Kerry et Lavrov au chevet de la Syrie à Vienne
Alors que les combats font encore rage sur plusieurs fronts, notamment à Deir Ezzor, la machine diplomatique tente d’être relancée pour dégager une issue à un conflit des plus ravageurs que le Proche-Orient aie connue au cours de ces dernières années. Mardi, à Vienne, John Kerry réunit le Groupe international de soutien à la Syrie (GISS) avec le chef de la diplomatie russe Sergueï Lavrov. Turquie, Iran, Chine et pays de la Ligue arabe et de l’Union européenne, tout ce beau monde se retrouve dans une énième tentative visant à juguler la spirale barbare qui s’est emparée de la Syrie. Au cours des dernières heures, plus de 300 personnes ont été tuées, signale-t-on. Crée à l’automne 2015, le groupe de soutien à la Syrie qui compte dix-sept pays et trois organisations internationales.cible, pour l’heure, la consolidation d’un cessez-le-feu des plus précaires. Les dix-sept tenteront aussi de faire en sorte qu’il y ait un accès humanitaire dans tout le pays et que soit accélérée la transition politique entre le régime de Damas et les groupes de « l’opposition modérée ». Un dossier des plus épineux si l’on considère qu’entre Moscou et Washington, véritables acteurs dans la gestion de la crise, les paradigmes ne sont pas les mêmes. Moscou taxant « Al-Nosra » et « Ahrar Al-Cham » de groupes terroristes à inscrire dans la liste des organisations bannies par l’ONU, alors que Washington persiste à ne voir en ces groupes que l’expression d’une opposition modérée. Même s’il est avéré que la nébuleuse « Al Nosra » est la filiale d’Al-Qaida en Syrie. Plus, des révélations avaient fait état, récemment, d’une aide inestimable apportée par Washinton aux rebelles syriens : 3.000 tonnes de matériel militaire !

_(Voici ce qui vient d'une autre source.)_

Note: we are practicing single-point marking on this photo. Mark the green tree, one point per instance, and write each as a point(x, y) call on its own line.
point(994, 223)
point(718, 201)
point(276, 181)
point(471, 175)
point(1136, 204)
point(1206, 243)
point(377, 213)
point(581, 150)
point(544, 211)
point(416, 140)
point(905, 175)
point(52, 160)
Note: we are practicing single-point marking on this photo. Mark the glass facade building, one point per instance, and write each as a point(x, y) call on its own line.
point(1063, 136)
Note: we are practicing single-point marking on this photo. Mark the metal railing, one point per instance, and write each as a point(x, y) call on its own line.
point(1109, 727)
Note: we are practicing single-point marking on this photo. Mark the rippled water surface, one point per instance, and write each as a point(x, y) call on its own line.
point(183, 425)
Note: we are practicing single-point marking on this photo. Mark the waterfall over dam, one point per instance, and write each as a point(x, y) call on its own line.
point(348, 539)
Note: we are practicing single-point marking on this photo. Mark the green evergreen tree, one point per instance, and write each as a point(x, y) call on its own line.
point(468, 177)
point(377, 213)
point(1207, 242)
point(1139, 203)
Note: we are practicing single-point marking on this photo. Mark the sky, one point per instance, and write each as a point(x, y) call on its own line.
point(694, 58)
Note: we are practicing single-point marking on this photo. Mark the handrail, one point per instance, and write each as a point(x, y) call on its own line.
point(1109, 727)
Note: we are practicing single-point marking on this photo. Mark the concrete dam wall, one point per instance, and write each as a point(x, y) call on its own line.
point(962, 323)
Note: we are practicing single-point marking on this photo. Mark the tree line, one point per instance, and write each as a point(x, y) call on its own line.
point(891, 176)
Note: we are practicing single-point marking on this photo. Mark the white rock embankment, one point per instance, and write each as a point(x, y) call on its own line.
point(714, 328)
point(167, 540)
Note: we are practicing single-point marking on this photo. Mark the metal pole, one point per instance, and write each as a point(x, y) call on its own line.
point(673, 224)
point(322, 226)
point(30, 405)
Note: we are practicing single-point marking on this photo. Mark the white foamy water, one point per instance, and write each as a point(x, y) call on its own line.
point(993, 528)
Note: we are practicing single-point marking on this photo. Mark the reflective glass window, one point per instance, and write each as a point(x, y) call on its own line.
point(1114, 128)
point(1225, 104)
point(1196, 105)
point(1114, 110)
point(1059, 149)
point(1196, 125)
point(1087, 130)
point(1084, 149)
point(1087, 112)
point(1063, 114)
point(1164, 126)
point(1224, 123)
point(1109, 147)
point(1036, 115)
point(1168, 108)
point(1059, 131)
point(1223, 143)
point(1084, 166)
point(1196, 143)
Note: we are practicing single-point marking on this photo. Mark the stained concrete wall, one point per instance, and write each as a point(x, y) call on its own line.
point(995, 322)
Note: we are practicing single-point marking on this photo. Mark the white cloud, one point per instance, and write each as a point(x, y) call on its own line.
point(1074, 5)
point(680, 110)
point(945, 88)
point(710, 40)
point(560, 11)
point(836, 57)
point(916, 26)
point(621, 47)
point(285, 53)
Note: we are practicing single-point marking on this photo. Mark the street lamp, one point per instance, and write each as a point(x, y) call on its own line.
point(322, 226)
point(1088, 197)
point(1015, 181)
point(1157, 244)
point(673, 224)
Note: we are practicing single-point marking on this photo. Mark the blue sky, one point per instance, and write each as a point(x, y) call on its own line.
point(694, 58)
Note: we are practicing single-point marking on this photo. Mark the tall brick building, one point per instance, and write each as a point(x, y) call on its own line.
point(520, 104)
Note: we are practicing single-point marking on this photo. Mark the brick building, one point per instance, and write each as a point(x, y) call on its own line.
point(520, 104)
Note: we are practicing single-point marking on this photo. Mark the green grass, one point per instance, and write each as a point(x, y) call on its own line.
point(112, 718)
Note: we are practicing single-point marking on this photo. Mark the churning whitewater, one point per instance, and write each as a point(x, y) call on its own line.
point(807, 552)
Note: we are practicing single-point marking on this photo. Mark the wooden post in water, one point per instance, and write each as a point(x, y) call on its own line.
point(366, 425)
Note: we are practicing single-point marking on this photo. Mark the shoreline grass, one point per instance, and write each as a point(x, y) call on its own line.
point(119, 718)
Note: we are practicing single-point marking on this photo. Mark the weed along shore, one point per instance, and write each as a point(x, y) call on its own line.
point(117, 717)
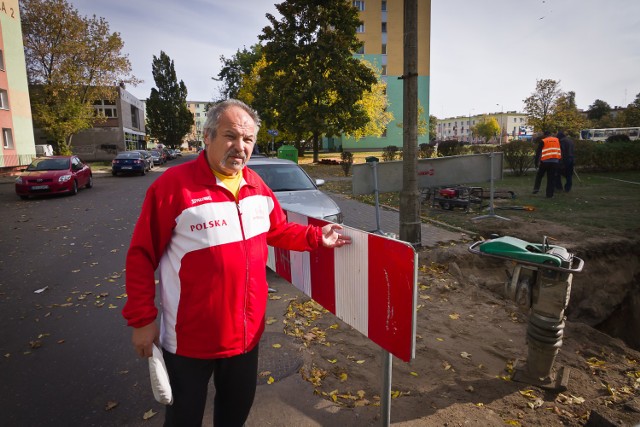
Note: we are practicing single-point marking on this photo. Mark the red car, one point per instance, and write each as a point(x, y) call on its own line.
point(54, 175)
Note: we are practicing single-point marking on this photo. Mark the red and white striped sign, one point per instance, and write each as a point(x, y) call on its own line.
point(370, 285)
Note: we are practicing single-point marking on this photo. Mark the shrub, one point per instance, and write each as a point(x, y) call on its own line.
point(347, 161)
point(426, 151)
point(389, 153)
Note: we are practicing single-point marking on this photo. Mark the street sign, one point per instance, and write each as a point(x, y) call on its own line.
point(370, 284)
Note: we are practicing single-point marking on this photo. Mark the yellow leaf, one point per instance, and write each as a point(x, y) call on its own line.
point(149, 414)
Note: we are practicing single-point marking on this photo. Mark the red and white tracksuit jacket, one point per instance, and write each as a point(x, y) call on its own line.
point(211, 252)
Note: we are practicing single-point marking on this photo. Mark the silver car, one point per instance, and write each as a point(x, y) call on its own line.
point(295, 190)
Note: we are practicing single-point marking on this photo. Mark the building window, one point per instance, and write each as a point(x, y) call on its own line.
point(7, 138)
point(106, 108)
point(4, 100)
point(134, 117)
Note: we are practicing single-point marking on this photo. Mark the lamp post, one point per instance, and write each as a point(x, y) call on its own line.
point(501, 118)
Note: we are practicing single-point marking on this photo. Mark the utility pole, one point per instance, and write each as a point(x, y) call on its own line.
point(410, 223)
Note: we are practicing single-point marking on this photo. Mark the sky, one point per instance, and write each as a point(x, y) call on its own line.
point(486, 55)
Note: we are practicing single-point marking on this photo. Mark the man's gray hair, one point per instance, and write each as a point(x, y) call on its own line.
point(213, 116)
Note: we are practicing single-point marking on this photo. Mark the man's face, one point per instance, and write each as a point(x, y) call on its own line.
point(228, 152)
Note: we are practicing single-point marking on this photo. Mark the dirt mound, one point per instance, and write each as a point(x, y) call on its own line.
point(470, 337)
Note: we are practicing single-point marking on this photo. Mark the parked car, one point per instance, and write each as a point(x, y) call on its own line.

On attend donc de la Russie et des Etats-Unis, maîtres du jeu, d’infléchir la position de leurs alliés respectifs. Moscou s’est engagé à faire pression sur Damas pour « limiter » ses campagnes tandisque Washington a promis, de son côté, d’ « augmenter le soutien à ses alliés régionaux pour les aider à empêcher la circulation des combattants, des armes ou des moyens de soutien financier vers les organisations terroristes à travers leurs frontières », résume une le 9 mai dernier une déclaration conjointe.